# A manual classification of dependency relations

Here, I will look into the distributive properties of a manual classification of dependency relations into two classes:

- __Content relations__: Dependencies that link a content word with another content word. 
- __Function relations__: Dependencies that link a word with a function word.

These are the relations that fit well within the specification of what I consider to be content and function dependencies. More fuzzy choices are further elaborated below.

### Content relations

acl, advcl, advmod, amod, appos, ccomp, compound, conj, csubj, csubjpass, dislocated, dobj, foreign, iobj, list, name, nmod, nsubj, nsubjpass, nummod, parataxis, remnant, root, vocative, xcomp

### Function relations

aux, auxpass, case, cc, cop, det, expl, mark, neg, punct

## Questionables

Some of these are more questionable than others.

### Content relations

__discourse__: Based on [the specification](http://universaldependencies.github.io/docs/u/dep/discourse.html) and each language's documentation, discourse seems to be used mainly for interjections, exclamations, emoticons, as well as a few language specific instances. While the [current distribution](/notebooks/Dependency%20distribution%20in%20Universal%20Dependency%20languages.ipynb) says otherwise, we would expect this to be fairly consistent across the languages. The fact that it isn't has probably more to do with treebank inconsistencies, as well as that some languages (Bulgarian) has more user generated text data. As such, we will classify it as a content relation. 

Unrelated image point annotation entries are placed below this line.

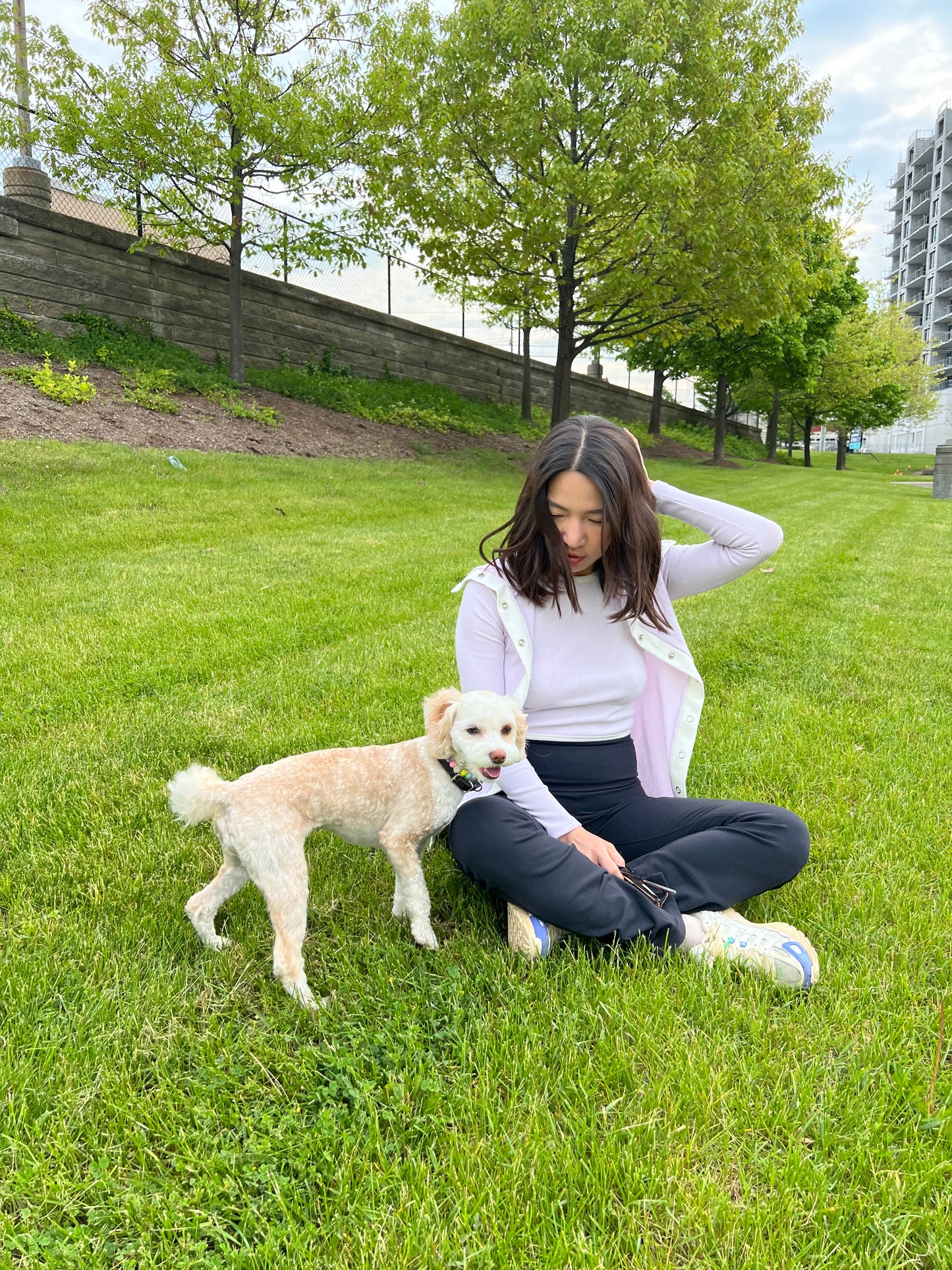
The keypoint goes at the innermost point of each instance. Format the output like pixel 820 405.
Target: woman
pixel 574 619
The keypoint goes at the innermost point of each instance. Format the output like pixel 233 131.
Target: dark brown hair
pixel 532 554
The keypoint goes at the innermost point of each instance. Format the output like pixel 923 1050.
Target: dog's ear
pixel 438 713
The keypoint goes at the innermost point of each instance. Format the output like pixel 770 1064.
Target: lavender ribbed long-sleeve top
pixel 588 671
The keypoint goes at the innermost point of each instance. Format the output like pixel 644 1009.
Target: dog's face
pixel 482 730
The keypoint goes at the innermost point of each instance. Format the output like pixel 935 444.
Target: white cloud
pixel 890 82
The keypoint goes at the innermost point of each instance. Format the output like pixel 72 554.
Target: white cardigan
pixel 667 714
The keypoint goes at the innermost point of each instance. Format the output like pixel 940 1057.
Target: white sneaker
pixel 530 937
pixel 783 927
pixel 777 950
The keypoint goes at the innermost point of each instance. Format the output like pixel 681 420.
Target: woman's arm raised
pixel 739 541
pixel 480 657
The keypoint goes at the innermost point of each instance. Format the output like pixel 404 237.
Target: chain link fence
pixel 383 282
pixel 391 283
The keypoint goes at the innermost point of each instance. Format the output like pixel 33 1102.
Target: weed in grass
pixel 68 388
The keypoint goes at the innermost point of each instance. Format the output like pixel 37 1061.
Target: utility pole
pixel 19 40
pixel 24 181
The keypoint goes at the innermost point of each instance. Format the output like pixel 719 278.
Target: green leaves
pixel 609 171
pixel 206 104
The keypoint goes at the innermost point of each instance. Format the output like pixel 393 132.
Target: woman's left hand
pixel 600 851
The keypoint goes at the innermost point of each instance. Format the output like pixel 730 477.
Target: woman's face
pixel 575 507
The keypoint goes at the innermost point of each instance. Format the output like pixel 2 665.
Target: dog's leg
pixel 205 904
pixel 400 906
pixel 410 884
pixel 282 879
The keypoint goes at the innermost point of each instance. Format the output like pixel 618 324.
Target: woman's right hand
pixel 594 849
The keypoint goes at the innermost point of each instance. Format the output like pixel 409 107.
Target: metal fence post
pixel 942 480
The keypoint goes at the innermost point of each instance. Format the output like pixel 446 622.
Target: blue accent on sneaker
pixel 541 933
pixel 800 953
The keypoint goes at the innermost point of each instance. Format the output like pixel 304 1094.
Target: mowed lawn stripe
pixel 171 1108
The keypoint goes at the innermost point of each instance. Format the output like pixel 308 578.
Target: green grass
pixel 154 370
pixel 168 1107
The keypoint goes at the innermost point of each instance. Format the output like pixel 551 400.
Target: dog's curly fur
pixel 391 797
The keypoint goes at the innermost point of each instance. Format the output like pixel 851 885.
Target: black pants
pixel 714 853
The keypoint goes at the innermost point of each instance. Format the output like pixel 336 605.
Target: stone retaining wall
pixel 51 264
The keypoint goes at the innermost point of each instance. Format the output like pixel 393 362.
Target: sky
pixel 889 64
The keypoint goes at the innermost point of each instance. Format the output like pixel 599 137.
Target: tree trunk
pixel 842 438
pixel 656 422
pixel 772 428
pixel 237 351
pixel 565 352
pixel 720 418
pixel 526 374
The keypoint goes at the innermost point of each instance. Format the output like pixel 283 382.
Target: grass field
pixel 167 1107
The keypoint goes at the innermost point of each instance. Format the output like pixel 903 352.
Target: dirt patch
pixel 308 431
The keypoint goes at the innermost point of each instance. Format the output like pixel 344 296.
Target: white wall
pixel 914 438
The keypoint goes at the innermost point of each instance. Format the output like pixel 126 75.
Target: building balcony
pixel 918 226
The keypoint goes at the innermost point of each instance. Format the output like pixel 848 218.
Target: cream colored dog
pixel 390 797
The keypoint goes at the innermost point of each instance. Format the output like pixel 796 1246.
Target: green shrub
pixel 67 388
pixel 233 403
pixel 152 389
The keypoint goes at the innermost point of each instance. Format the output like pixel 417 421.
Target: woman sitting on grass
pixel 574 619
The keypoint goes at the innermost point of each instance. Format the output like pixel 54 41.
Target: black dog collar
pixel 462 780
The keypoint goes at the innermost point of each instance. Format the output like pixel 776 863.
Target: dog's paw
pixel 424 937
pixel 302 995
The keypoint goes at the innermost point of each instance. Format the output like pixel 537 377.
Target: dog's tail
pixel 197 794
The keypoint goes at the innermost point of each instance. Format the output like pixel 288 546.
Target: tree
pixel 208 102
pixel 875 372
pixel 786 357
pixel 615 168
pixel 665 361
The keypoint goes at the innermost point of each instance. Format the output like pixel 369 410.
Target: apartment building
pixel 920 270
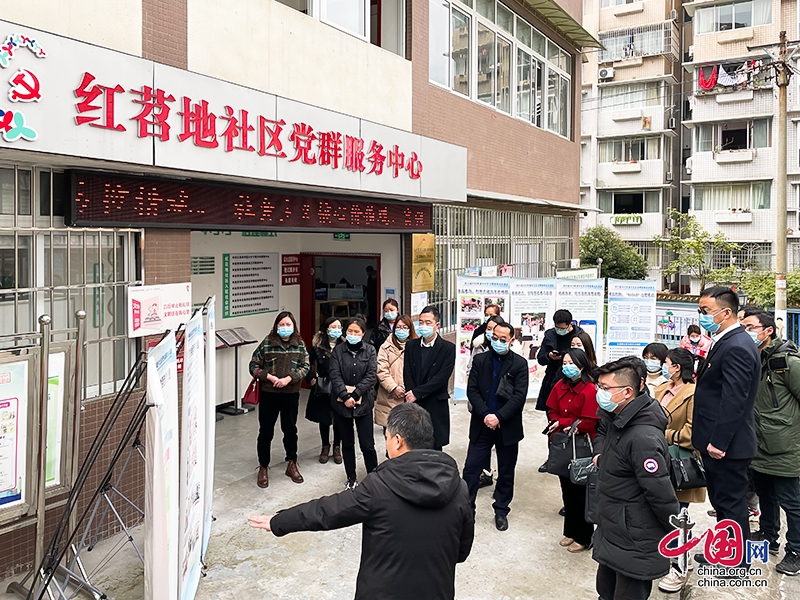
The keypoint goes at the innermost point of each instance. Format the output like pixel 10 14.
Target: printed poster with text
pixel 474 293
pixel 584 298
pixel 532 306
pixel 631 317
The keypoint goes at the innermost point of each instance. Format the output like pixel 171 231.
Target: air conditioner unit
pixel 606 73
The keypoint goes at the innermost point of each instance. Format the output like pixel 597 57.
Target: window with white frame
pixel 733 135
pixel 631 202
pixel 48 268
pixel 630 149
pixel 753 195
pixel 736 15
pixel 631 95
pixel 484 51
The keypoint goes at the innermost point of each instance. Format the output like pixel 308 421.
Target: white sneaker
pixel 673 582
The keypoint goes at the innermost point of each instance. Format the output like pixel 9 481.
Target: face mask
pixel 604 400
pixel 425 331
pixel 653 365
pixel 499 347
pixel 707 323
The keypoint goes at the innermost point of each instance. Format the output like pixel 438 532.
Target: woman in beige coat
pixel 390 368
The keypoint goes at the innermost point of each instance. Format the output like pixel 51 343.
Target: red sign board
pixel 121 201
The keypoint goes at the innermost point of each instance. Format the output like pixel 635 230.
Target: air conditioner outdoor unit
pixel 606 73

__reparandum__: Almost exclusively used in English. I expect this to rise in usage with speech treebanks becoming increasingly more common. This would be an important relation when comparing such treebanks.


### Function relations

__dep__: _unspecified dependency_ -- this is the goto dependency in cases where the parser cannot make a better guess about its relation. In theory, based on [its description](http://universaldependencies.github.io/docs/u/dep/dep.html), I would presume that the relation would only be available in the parser output. That said, looking at the [dependency distribution](/notebooks/Dependency%20distribution%20in%20Universal%20Dependency%20languages.ipynb), we can see that it is quite present in most notably Danish.  If it was the case that it was only in the parser output, its content/function classification wouldn't make any difference since we would use the gold standard as the main reference to compare the output against. In practice, though, that doesn't seem to be the case. Since we cannot assume any syntactic information on the relations, we will choose to ignore it (i.e. have it as a function relation).

__goeswith__: Almost exclusively used in English and Danish. We cannot make any assumptions about its syntatic information, and is of little significance (in my opinion) when evaluating the quality of the parser. 

__mwe__: multi-word expressions are idiomatically coded expressions, often between function words with our without a content word. Since the word order often is quite strict, and [some](http://universaldependencies.github.io/docs/en/dep/mwe.html) [languages](http://universaldependencies.github.io/docs/fi/dep/mwe.html) even lists all(?) of them, we expect them to be fairly easy to parse and give big benefits for languages with many such relations.


### Found quirks

__compound__: German tokenizes e.g. _T-shirt_ into _T_, _\-\-_, and _shirt_ with a compound relation between _shirt_ and _T_, while Swedish keeps it as one token. This causes German to have quite a few more compound relations than similar languages. (1114 in German training data, 6 in Swedish).

As soon as possible, I will continue with a closer analysis of what such a classification could mean, and if we can learn anything from previous analyses on [Dependency distribution in UD languages](http://localhost:8888/notebooks/Dependency%20distribution%20in%20Universal%20Dependency%20languages.ipynb) and [Type-token ratio in Universal Dependencies treebanks](http://localhost:8888/notebooks/Type-token%20ratio%20in%20Universal%20Dependencies%20treebanks.ipynb)